No, I find it difficult to reconcile it with the traditional view of
the Latin to Romance transition as a smooth continuous process.


> > Any encyclopedia article on a Romance language will tell you:
> > "the first text in Romance language X is ... in the year ...".
> > It seems to me there is assumed to be a break here.
>
> There is really a break, but not in the language which evolves
> continuously. The break is in attestation and recognizing the
> evolution has gone far enough.
>
In other words, we can't follow in detail the development in stages
from Latin to the Romance language, but we strongly believe that's
what happened.


> > To give an example: French is supposed to have begun with the
> > Strasbourg oaths.
>
> No. Strasbourg Oaths mark the first clear Romance text, recognized
> as such (in opposition with Latin). French starts conventionally
> with Strasbourg Oaths, but the day before Ludwig pronouncing the
> canonical text "Pro Deo amur [...]", people in Gaul were still
> speaking the same vernacular.
>
If people in Gaul were all speaking the same vernacular, why the anti-
patois excesses of the Revolutionary French government? And the
Strasbourg oath don't passively register or 'mark' anything, they
were created by a political act; a Latin oath alone would not have
been secular enough, a German one alone would not have assured the
loyalty of the nobility of the French-speaking nobility, therefore:
parallel texts in German and whatever good people spoke in a suitable
western region of the realm.


> > It is interesting to learn from one of the latest postings that
> > Charlemagne insisted on a "correct" pronunciation of Latin.
>
> No, this is a different story. I think you should read first that
> chapter from Dag Norberg's book reccomended by Piotr some time ago,
> which is called "A brief history of Medieval Latin". You find the
> pdf in the "Files" section of cybalist.
>
But I was not interested in Medieval Latin in isolation, but in how a
gap appeared between Medieval Latin and Old French.

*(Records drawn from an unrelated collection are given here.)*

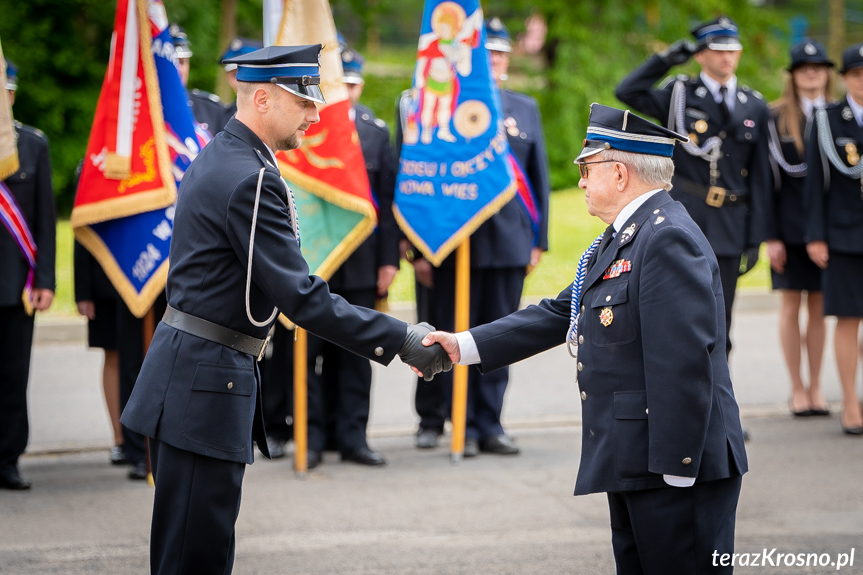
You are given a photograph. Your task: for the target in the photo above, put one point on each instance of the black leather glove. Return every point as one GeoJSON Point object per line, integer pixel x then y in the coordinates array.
{"type": "Point", "coordinates": [429, 360]}
{"type": "Point", "coordinates": [678, 53]}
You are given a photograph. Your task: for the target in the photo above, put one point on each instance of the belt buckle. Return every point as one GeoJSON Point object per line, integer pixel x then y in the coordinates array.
{"type": "Point", "coordinates": [715, 196]}
{"type": "Point", "coordinates": [263, 348]}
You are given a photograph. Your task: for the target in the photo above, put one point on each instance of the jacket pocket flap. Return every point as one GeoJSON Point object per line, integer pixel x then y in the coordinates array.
{"type": "Point", "coordinates": [630, 405]}
{"type": "Point", "coordinates": [610, 294]}
{"type": "Point", "coordinates": [224, 379]}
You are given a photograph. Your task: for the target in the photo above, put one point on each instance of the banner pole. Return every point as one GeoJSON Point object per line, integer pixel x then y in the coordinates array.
{"type": "Point", "coordinates": [301, 464]}
{"type": "Point", "coordinates": [462, 323]}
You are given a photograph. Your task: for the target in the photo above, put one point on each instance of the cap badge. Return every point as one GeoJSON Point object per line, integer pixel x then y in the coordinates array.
{"type": "Point", "coordinates": [627, 234]}
{"type": "Point", "coordinates": [606, 316]}
{"type": "Point", "coordinates": [617, 268]}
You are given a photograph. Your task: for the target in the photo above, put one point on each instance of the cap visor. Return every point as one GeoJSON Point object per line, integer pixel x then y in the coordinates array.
{"type": "Point", "coordinates": [311, 92]}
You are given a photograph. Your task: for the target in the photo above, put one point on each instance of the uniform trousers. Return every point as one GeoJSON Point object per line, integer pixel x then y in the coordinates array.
{"type": "Point", "coordinates": [674, 529]}
{"type": "Point", "coordinates": [16, 341]}
{"type": "Point", "coordinates": [494, 293]}
{"type": "Point", "coordinates": [195, 509]}
{"type": "Point", "coordinates": [729, 272]}
{"type": "Point", "coordinates": [340, 384]}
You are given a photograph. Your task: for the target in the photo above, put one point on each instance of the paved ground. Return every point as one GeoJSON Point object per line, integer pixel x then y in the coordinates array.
{"type": "Point", "coordinates": [422, 514]}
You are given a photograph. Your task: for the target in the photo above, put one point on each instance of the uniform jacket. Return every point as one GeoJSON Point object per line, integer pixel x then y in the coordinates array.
{"type": "Point", "coordinates": [655, 389]}
{"type": "Point", "coordinates": [835, 214]}
{"type": "Point", "coordinates": [201, 396]}
{"type": "Point", "coordinates": [506, 239]}
{"type": "Point", "coordinates": [743, 167]}
{"type": "Point", "coordinates": [360, 271]}
{"type": "Point", "coordinates": [785, 216]}
{"type": "Point", "coordinates": [32, 189]}
{"type": "Point", "coordinates": [208, 110]}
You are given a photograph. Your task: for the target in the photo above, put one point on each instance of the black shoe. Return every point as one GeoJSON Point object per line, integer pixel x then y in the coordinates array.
{"type": "Point", "coordinates": [499, 444]}
{"type": "Point", "coordinates": [276, 447]}
{"type": "Point", "coordinates": [11, 479]}
{"type": "Point", "coordinates": [313, 459]}
{"type": "Point", "coordinates": [364, 456]}
{"type": "Point", "coordinates": [118, 455]}
{"type": "Point", "coordinates": [471, 447]}
{"type": "Point", "coordinates": [427, 438]}
{"type": "Point", "coordinates": [138, 471]}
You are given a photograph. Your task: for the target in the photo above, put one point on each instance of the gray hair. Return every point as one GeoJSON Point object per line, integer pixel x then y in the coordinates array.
{"type": "Point", "coordinates": [653, 170]}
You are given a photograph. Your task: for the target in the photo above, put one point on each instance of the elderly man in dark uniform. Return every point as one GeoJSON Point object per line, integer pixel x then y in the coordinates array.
{"type": "Point", "coordinates": [340, 382]}
{"type": "Point", "coordinates": [207, 108]}
{"type": "Point", "coordinates": [235, 262]}
{"type": "Point", "coordinates": [503, 250]}
{"type": "Point", "coordinates": [661, 428]}
{"type": "Point", "coordinates": [27, 248]}
{"type": "Point", "coordinates": [724, 168]}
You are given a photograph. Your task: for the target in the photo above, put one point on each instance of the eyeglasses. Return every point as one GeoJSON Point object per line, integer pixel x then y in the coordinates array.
{"type": "Point", "coordinates": [584, 170]}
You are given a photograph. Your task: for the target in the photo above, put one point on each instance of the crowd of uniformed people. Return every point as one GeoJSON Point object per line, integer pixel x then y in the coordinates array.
{"type": "Point", "coordinates": [787, 174]}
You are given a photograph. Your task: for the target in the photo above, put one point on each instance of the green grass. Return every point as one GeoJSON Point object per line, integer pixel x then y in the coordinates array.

> > This looks like going half the way down the path of creoles,
>
> Looks like but it isn't. For the very same diachronical reasons.
>
> > but why don't we have a word for that phenomenon?
>
> We do have. "Continuous evolution" fits well.
>
It doesn't fit what I describe.


> > As for the fact that no pidgin or creole Latin has been found:
what
> > about those semi-intelligible inscriptions that make experts give
> > up?
>
> What are you talking about? Graffiti?! Just look on your walls
> and try to understand what's written there.
>

That'll be difficult. Most of them are in languages I don't speak.